Serpentine South Gallery 26 Jan — 19 Mar 2000 Free

The first major survey of Yayoi Kusama’s work in Britian

In 2000, the Serpentine presented the first major survey of Yayoi Kusama’s work in Britain. The exhibition included paintings, collages, watercolours, sculptures, documentations of performances and films all of which explored Kusama’s obsession with dots, nets, food and sex.

The centrepiece of the exhibition was a re-interpretation of her 1966 landmark work, The Driving Image in which the surfaces of mannequins and household furnishings are entirely covered in her vibrant signature patterns and posed on a bed of broken macaroni. Other works in the exhibition included a lifesize rowboat and roomsize snake covered in stuffed and painted phallic protrusions, an interactive, inflatable painting and a peep show filled with mirrors that generated an endlessly changing kaleidoscopic lightshow.
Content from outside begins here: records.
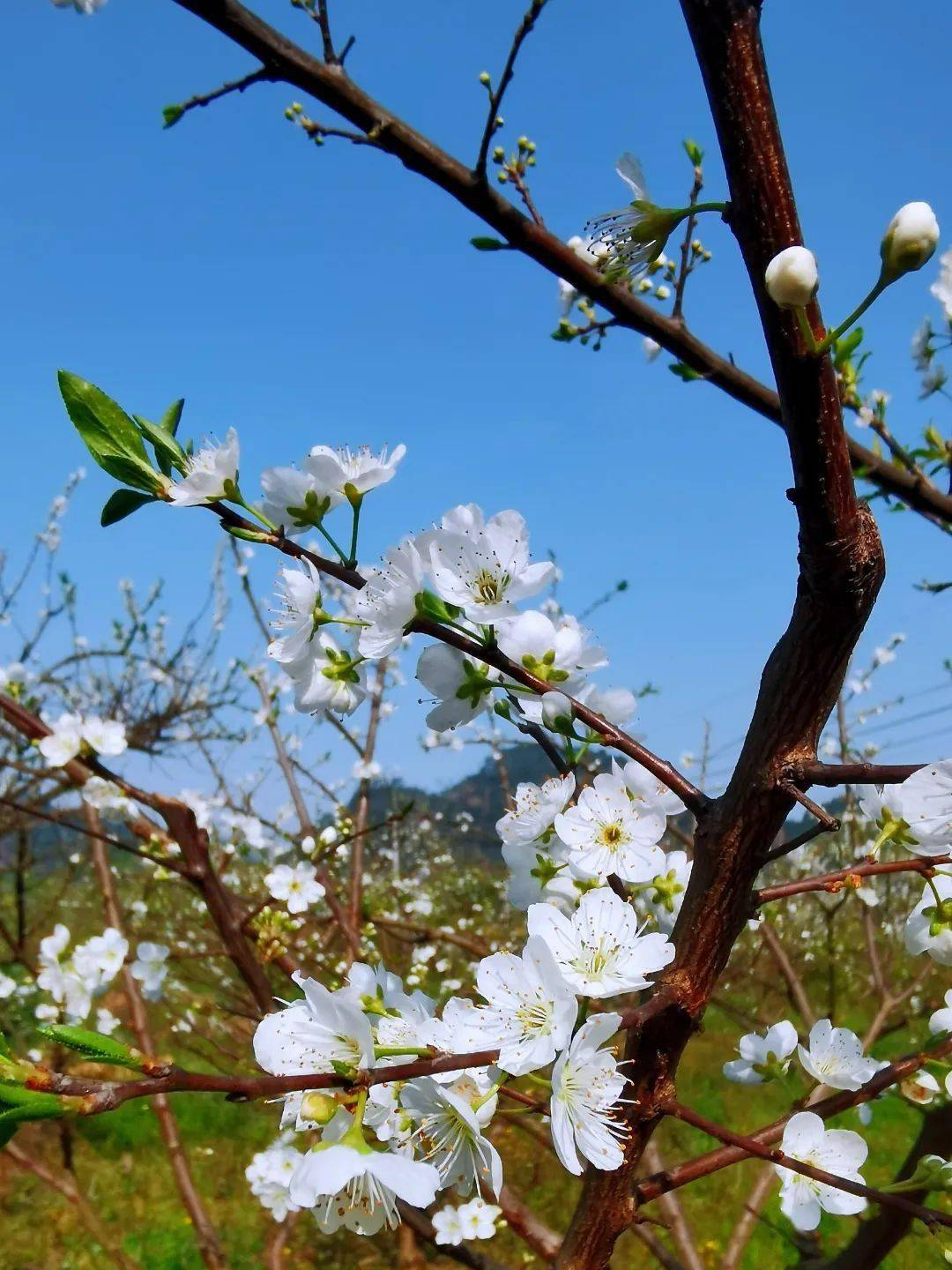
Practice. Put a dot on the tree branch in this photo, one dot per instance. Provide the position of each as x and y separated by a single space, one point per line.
294 65
931 1215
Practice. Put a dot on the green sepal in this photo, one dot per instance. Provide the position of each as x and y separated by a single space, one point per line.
101 1050
693 152
109 435
433 608
122 503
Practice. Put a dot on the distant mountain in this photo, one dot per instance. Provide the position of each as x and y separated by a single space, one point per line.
479 796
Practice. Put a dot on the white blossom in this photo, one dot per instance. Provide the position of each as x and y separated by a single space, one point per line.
301 615
296 885
911 240
926 800
458 684
312 1034
152 969
599 949
534 810
555 653
482 565
587 1085
479 1220
792 279
210 475
353 473
270 1177
531 1009
349 1184
836 1057
450 1136
763 1057
941 1020
328 680
387 603
928 927
836 1151
942 286
607 833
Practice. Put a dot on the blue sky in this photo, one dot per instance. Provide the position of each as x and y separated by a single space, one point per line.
329 296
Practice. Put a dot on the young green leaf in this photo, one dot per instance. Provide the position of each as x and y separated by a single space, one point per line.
123 503
101 1050
167 451
109 435
172 418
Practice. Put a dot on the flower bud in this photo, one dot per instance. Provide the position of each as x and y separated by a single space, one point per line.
319 1108
792 279
911 240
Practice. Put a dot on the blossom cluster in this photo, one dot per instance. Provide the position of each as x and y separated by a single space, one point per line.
74 981
71 736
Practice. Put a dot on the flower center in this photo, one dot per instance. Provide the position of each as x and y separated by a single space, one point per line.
612 836
490 587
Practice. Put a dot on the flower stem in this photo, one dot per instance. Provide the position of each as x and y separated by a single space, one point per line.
357 507
329 539
807 331
831 337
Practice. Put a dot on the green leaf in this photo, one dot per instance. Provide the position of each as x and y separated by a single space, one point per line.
167 451
683 371
123 503
29 1105
93 1045
109 435
693 152
172 418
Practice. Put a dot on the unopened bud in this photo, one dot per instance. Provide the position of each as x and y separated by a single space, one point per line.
909 242
320 1108
792 279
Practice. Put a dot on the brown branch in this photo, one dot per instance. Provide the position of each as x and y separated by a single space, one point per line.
222 905
841 573
495 97
297 68
836 882
931 1215
853 773
65 1185
703 1166
169 863
201 100
609 736
876 1238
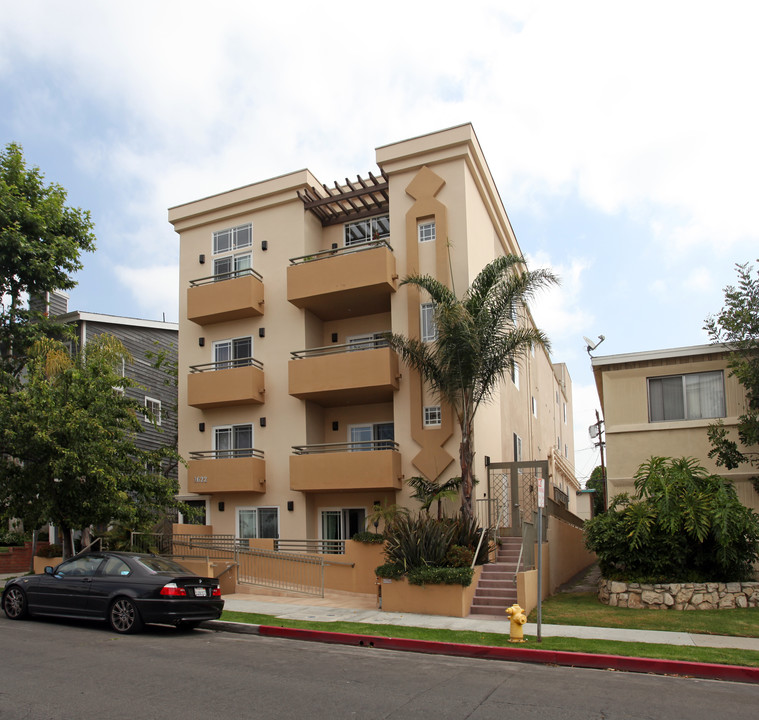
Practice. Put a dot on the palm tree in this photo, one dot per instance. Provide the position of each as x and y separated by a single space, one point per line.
478 341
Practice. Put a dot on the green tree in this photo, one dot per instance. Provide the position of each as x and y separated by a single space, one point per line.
682 525
737 326
41 239
67 443
478 341
597 482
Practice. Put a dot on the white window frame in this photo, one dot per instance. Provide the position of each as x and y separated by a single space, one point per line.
427 324
256 508
426 231
154 406
688 413
433 416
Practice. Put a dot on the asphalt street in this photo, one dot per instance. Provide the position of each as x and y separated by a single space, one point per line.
64 669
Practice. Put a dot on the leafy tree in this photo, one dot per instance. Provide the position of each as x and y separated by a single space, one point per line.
67 443
737 326
682 525
596 482
478 342
41 239
430 491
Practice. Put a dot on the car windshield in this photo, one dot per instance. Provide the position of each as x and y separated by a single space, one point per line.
162 565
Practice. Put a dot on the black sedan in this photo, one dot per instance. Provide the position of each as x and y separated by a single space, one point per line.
126 589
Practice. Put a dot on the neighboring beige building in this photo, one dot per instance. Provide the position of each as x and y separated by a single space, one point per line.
286 288
660 403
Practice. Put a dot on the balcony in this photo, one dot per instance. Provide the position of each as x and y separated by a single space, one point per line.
349 374
345 282
221 384
372 465
229 296
215 471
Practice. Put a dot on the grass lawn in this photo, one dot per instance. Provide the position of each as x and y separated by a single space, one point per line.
726 656
585 609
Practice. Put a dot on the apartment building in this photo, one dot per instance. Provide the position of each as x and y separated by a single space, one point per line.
294 415
660 403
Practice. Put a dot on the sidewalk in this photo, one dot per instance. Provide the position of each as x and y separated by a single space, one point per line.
336 607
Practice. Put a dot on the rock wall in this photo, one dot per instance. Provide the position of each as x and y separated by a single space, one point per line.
679 596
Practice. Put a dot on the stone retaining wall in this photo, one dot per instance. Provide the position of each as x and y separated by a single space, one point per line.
679 596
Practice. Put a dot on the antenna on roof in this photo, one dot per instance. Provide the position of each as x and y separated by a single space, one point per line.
593 345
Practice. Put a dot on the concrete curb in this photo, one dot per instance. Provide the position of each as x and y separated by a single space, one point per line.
709 671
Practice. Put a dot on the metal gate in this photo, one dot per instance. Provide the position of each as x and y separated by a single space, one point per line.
515 486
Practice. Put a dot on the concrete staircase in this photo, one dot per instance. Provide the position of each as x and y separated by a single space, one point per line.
496 590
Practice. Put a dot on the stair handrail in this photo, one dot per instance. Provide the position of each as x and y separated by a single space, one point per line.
482 534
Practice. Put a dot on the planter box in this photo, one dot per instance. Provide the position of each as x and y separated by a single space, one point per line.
450 600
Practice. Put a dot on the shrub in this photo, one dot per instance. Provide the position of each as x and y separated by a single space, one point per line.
369 538
441 576
682 525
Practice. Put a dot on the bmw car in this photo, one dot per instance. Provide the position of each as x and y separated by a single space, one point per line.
125 589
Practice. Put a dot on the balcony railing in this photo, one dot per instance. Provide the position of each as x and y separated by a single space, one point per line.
324 254
225 276
223 454
359 446
227 365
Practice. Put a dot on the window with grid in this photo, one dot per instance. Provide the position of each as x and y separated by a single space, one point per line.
694 396
432 416
427 231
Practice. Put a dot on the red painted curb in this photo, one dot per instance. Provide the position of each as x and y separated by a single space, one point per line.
735 673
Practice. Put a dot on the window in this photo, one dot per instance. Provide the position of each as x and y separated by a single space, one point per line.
341 524
427 321
258 522
432 416
372 436
153 408
233 441
686 397
231 241
376 228
426 231
233 353
515 374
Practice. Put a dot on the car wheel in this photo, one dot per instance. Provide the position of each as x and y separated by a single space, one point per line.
14 604
124 617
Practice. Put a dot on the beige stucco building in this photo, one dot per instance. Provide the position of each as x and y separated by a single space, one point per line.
660 403
294 415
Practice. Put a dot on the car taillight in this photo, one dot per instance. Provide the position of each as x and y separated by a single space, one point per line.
173 590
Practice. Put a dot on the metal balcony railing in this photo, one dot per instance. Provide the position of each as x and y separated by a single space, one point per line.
221 454
324 254
368 344
363 445
225 276
226 365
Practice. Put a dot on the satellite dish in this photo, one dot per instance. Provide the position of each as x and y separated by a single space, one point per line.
590 345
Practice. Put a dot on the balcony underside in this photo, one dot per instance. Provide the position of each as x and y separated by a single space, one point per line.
233 299
346 285
222 388
346 471
246 474
348 378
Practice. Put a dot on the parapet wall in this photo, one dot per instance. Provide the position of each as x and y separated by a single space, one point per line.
679 596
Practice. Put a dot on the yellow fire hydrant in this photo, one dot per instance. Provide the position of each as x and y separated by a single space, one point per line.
518 619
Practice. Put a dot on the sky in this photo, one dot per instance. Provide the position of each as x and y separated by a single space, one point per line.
622 136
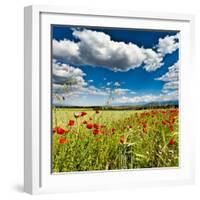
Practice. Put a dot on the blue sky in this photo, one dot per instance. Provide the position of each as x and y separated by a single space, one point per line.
133 66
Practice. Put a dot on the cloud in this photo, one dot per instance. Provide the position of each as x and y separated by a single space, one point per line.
170 78
117 84
148 98
120 91
168 45
108 83
99 50
153 61
67 80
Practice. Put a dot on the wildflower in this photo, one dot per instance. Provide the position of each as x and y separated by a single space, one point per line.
171 142
113 130
55 129
89 126
60 131
84 122
71 122
83 114
63 140
171 128
96 126
77 114
96 132
122 140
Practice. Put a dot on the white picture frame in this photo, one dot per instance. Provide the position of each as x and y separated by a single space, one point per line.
37 141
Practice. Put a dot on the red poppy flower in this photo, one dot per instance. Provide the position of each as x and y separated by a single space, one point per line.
171 142
122 140
84 122
89 126
55 129
113 130
71 122
83 114
144 126
96 132
60 131
171 128
62 140
96 126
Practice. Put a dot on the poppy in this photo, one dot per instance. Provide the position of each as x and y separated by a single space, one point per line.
55 129
83 114
62 140
171 128
71 122
122 140
84 122
89 126
77 114
60 131
96 126
171 142
113 130
96 132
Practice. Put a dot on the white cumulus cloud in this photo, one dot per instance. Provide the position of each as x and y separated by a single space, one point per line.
98 49
168 45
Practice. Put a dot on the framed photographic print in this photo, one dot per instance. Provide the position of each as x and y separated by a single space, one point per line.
106 99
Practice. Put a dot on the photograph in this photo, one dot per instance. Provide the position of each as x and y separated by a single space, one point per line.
114 98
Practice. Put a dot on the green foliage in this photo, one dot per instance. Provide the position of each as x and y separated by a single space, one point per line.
126 140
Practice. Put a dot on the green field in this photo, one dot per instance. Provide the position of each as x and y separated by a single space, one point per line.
86 140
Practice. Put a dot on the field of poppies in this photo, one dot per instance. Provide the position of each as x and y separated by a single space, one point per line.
87 139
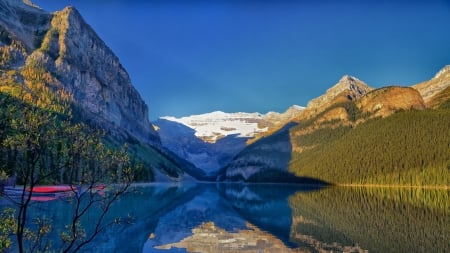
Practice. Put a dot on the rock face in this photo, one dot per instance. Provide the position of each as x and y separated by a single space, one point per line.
355 87
438 83
80 64
386 101
347 89
59 57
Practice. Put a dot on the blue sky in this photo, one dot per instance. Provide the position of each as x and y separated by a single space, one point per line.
192 57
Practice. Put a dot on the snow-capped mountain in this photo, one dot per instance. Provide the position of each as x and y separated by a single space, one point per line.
211 140
211 127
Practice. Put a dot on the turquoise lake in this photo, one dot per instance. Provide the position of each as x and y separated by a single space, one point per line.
263 218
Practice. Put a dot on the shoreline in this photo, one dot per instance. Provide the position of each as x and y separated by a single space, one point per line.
433 187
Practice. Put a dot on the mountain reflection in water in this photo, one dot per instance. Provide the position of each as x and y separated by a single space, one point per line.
269 218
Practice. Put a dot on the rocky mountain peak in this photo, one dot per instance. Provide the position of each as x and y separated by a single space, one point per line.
355 87
443 73
432 87
69 50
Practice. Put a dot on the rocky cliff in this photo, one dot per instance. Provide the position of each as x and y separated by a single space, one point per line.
210 141
60 55
388 100
78 62
438 83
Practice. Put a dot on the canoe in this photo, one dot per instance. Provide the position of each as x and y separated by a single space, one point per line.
53 188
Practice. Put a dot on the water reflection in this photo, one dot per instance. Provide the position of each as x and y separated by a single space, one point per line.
269 218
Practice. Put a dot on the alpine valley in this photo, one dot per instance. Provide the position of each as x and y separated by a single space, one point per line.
352 134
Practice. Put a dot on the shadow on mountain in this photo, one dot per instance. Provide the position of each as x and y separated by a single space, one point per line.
266 160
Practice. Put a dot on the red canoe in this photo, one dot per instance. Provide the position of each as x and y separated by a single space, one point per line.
53 188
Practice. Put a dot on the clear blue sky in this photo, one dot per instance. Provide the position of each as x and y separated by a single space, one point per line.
192 57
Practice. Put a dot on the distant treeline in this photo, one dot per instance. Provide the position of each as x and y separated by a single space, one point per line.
407 148
377 219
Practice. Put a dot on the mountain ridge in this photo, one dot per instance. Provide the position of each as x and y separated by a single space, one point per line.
61 54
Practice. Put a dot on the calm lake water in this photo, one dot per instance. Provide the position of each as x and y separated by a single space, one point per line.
267 218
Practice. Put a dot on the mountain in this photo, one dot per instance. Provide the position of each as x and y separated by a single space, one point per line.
61 54
210 141
348 88
438 83
354 134
211 127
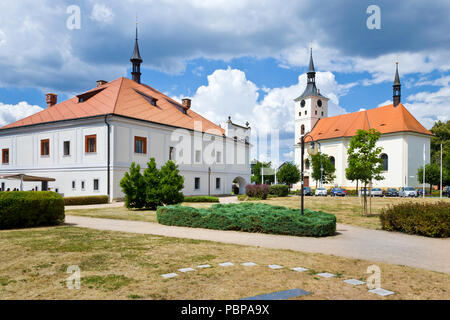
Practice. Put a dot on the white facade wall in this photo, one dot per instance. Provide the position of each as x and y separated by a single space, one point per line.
228 159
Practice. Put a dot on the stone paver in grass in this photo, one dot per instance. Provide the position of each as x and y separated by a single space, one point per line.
381 292
275 266
169 275
249 264
226 264
281 295
354 282
299 269
326 275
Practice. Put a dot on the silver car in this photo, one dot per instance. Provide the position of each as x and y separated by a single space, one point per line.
407 192
321 192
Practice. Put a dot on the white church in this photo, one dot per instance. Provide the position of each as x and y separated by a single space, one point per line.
83 146
403 138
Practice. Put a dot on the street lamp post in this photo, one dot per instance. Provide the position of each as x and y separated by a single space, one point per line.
312 150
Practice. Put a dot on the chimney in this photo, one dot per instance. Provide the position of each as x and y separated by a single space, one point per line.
101 82
186 103
51 99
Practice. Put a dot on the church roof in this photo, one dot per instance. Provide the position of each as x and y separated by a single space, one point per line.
122 97
386 119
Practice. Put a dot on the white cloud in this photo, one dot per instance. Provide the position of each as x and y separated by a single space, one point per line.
10 113
102 13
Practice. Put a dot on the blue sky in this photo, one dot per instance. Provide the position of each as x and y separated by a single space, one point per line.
243 58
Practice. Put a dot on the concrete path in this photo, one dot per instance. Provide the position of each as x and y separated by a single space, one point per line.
351 241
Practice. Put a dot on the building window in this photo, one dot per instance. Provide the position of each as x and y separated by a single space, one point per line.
67 148
198 156
197 183
5 156
217 183
218 157
140 145
385 159
90 143
333 162
45 147
95 184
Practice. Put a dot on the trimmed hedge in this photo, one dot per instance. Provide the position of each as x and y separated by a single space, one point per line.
280 190
260 191
201 199
85 200
426 219
26 209
250 217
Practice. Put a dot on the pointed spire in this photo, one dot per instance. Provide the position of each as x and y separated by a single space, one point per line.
136 60
311 62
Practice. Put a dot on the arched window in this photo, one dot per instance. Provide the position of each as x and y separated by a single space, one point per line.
385 159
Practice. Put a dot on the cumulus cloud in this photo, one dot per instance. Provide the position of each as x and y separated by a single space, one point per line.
10 113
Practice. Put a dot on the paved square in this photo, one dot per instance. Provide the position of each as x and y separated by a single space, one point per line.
326 275
381 292
169 275
354 282
299 269
249 264
226 264
281 295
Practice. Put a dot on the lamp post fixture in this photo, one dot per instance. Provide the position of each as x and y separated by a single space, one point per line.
312 150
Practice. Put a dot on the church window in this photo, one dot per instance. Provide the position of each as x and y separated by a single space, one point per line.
385 159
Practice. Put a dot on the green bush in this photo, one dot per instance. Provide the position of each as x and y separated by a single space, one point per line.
153 188
250 217
85 200
200 199
25 209
426 219
280 190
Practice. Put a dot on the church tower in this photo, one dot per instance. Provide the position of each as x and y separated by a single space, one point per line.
396 87
136 61
310 106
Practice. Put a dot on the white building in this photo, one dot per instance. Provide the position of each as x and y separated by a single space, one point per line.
88 142
403 138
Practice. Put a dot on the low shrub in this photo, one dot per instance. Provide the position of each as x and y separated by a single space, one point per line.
426 219
259 191
280 190
200 199
250 217
85 200
26 209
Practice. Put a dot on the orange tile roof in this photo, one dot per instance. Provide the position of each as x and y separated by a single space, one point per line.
123 97
386 119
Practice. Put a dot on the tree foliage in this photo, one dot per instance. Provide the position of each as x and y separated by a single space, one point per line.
288 174
322 160
364 161
154 187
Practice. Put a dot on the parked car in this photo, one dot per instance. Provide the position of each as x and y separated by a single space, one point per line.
307 191
321 192
391 192
376 192
337 192
407 192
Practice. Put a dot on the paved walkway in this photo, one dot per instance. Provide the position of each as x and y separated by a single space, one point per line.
351 241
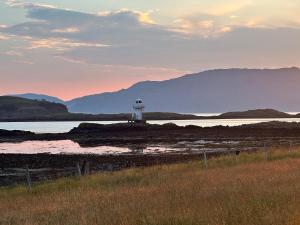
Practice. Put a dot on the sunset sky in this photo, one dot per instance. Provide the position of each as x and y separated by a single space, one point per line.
68 48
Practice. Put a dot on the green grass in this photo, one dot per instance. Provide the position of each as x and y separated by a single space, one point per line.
247 190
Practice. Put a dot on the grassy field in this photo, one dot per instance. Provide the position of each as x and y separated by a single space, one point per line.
231 191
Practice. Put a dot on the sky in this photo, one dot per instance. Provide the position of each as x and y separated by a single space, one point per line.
68 48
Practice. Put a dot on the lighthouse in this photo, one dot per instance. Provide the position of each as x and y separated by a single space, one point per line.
138 109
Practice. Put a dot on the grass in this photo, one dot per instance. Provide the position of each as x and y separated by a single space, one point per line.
247 190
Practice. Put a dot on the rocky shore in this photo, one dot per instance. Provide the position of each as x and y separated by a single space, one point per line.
133 135
89 134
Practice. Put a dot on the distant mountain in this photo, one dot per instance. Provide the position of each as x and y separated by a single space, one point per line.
210 91
257 113
16 107
40 97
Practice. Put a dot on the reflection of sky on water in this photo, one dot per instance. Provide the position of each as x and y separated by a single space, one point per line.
61 127
70 147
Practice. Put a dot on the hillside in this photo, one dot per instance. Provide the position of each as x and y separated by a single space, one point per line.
15 107
258 113
33 96
210 91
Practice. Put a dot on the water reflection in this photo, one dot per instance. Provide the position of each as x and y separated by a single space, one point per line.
70 147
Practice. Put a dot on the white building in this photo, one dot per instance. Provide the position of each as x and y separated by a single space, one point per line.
138 109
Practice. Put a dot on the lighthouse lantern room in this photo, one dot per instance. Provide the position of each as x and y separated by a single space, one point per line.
138 109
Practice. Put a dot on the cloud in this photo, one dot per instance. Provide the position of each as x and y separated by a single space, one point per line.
66 30
3 37
128 37
14 53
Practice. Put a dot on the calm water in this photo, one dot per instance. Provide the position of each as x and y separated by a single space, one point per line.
58 127
70 147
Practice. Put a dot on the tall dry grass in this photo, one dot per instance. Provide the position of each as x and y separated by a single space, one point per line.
244 191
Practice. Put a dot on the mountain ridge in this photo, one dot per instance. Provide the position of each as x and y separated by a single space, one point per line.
219 90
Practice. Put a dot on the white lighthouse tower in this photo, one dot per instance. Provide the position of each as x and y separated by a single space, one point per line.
138 109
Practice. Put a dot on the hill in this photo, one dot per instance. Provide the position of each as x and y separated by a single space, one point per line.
16 107
257 113
210 91
40 97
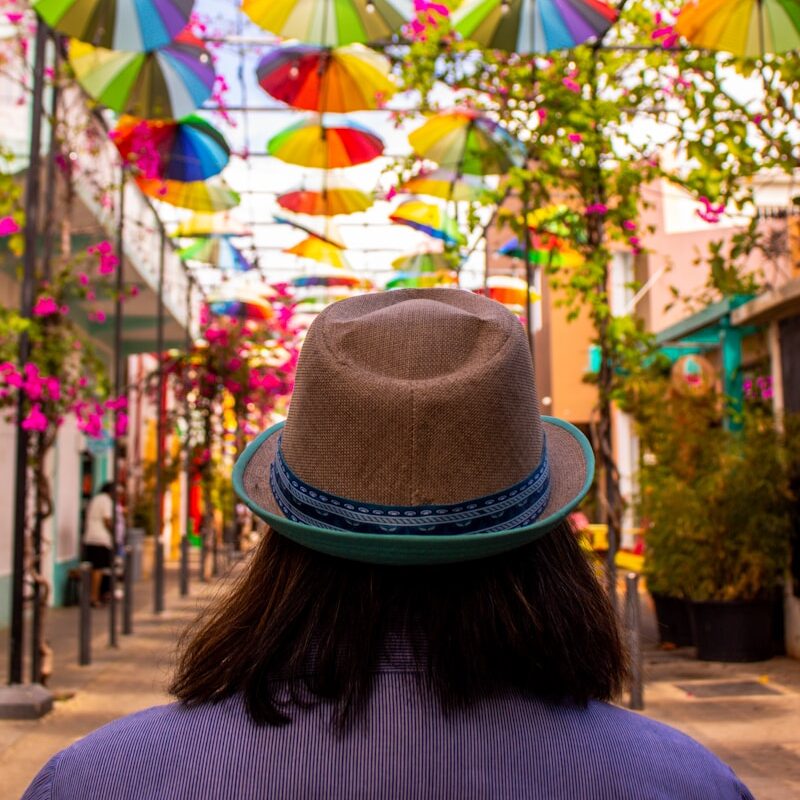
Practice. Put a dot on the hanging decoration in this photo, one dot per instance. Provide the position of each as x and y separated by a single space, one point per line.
312 78
532 26
132 25
167 83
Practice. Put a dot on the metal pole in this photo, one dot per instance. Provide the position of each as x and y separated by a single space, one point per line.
119 368
158 582
85 618
187 525
632 623
32 181
50 179
528 271
184 565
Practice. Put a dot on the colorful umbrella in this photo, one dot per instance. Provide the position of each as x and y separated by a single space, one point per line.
189 149
218 252
344 279
197 195
168 83
205 224
445 183
424 262
509 291
545 250
429 219
133 25
327 203
319 250
252 308
532 26
330 22
335 143
743 27
324 229
314 78
422 280
466 141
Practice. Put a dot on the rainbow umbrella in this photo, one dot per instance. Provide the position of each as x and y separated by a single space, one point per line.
532 26
132 25
189 149
445 183
319 250
218 252
197 195
422 280
424 262
429 219
509 291
335 143
315 78
329 202
545 250
330 22
168 83
344 279
205 224
743 27
324 229
252 308
465 141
As Laura Hoptman wrote in the exhibition guide: In 1964 Kusama was able to realise her dream of a full-blown environment at the Richard Castellane Gallery in New York. Called Driving Image Show, the exhibition consisted of ‘Accumulation’ furniture set up in a living room tableau complete with mannequins covered in dry macaroni, an enormous rowboat encrusted with barnacle like phalli and propped on its stern against the wall, and phallus covered clothes. Although a common strategy for artists of the 1980s and 90s, in 1964, room sized environments where the audience participated in the work of art by walking in to it were exceedingly rare. By all accounts the environment caused a season-long sensation.

Born in 1929 in Matsumoto, Japan, Yayoi Kusama came to international attention in 1960s New York for a wide-ranging creative practice that has encompassed installation, painting, sculpture, fashion design and writing. The artist has been the subject of monographic exhibitions around the world. Since the 1970s Kusama has lived in Tokyo, where she continues to work prolifically and to international acclaim.